将来の国の医療費の予測モデルがどれくらい正確かに関しては議論の余地がありますが、少なくともアメリカにおける現在までの医療費高騰の原因に関しては研究されています。それらによると医療費高騰の一番の原因は「医療技術の進歩」であると考えられています。高齢化は一番の原因ではありません。

もちろん過去のデータを元に行った研究結果ですので、今後の医療費高騰の要因とは一致しないかもしれません。しかし高齢化が進めば医療費が高騰するのは「当たり前」という理解は必ずしも正しくないと考えられています。

今回の記事は2つの論文を根拠にしています。一つ目はスミス、ニューハウス、フリーランドの3名が2009年にHealth Affairs誌に書いた論文で、医療費高騰の原因の検証に関する有名な論文です。

もう一つはスタンフォード大学の医療経済学者であるヴィクター・フュークスが2012年にNew England Journal of Medicine誌(最も権威のある医学雑誌の一つです)に書いた総説です。

スミス、ニューハウス、フリーランドは1960年~2007年のアメリカの医療費の推移を見て、医療費高騰の原因を検証しました。その結果は以下の通りでした。

  • 個人の所得の上昇:29~43%

  • 医療技術の進歩:27~48%(このうち27%ポイントは技術革新と所得上昇との相互作用による)

  • 人口動態の変化(主に高齢化):7%

  • 医療保険の普及:11%

この通り、医療技術の革新が医療費増加の原因のおよそ1/4~1/2を占めるのに対して、高齢化の寄与率は7%にとどまりました。

もう一つ興味深い知見は、個人の収入のレベルが上昇すると医療の需要は上がるということです。つまり医療サービスは正常財(Normal good = 所得水準が上昇すると需要も上昇するサービスのこと)であるということです。
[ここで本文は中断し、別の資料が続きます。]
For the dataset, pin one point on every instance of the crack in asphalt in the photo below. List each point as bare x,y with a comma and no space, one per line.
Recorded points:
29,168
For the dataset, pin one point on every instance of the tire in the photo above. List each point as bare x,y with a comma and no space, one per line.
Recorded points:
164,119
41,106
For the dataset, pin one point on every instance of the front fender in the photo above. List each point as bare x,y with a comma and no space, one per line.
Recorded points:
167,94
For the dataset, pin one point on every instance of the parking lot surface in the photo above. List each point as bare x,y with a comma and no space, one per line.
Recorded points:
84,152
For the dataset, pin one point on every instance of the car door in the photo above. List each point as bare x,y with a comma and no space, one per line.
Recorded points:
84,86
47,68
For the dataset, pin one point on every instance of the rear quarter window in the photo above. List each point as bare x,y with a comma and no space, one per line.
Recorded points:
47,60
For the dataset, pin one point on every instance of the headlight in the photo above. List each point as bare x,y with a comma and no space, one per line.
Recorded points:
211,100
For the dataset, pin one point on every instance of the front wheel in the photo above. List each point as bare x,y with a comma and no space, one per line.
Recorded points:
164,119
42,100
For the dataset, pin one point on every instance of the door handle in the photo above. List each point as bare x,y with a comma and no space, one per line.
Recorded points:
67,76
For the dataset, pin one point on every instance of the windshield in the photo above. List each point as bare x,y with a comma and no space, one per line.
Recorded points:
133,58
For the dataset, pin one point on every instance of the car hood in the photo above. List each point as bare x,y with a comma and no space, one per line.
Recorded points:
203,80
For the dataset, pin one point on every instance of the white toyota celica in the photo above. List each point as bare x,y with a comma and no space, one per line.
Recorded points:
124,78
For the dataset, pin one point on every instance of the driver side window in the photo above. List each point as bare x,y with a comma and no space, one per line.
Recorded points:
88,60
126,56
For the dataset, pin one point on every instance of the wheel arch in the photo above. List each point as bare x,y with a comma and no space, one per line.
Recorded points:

さらには、個人の所得上昇と医療技術の進歩の間に相互作用があるということです。後述のようにフュークスは医療技術の進歩と医療保険の普及の間に、そしてスミスらは医療技術の進歩と所得上昇との間に相互作用を認めました。

フュークスの総説によると、1950年以降のアメリカの医療費高騰の主な原因は以下の3つでした。

  • 新しい医療技術(そして医療の専門化)

  • 医療保険の普及

  • 人口の高齢化(0.1~0.2%ポイント/年)

この論文でフュークスは新しい医療技術の開発と、医療保険の普及が「正のフィードバック・ループ(”positive-feedback loop”)」の関係にあると表現しました。これはつまり、医療保険が普及したことにより医療サービスに対する需要が高まり、需要が高まったことで医療技術開発に対するニーズが高まってきたということです。

一方で、開発された医療技術は比較的高価であるため医療保険の必要性が高まり、その結果として医療保険を持っている人の割合が増えて行ったと考えられています。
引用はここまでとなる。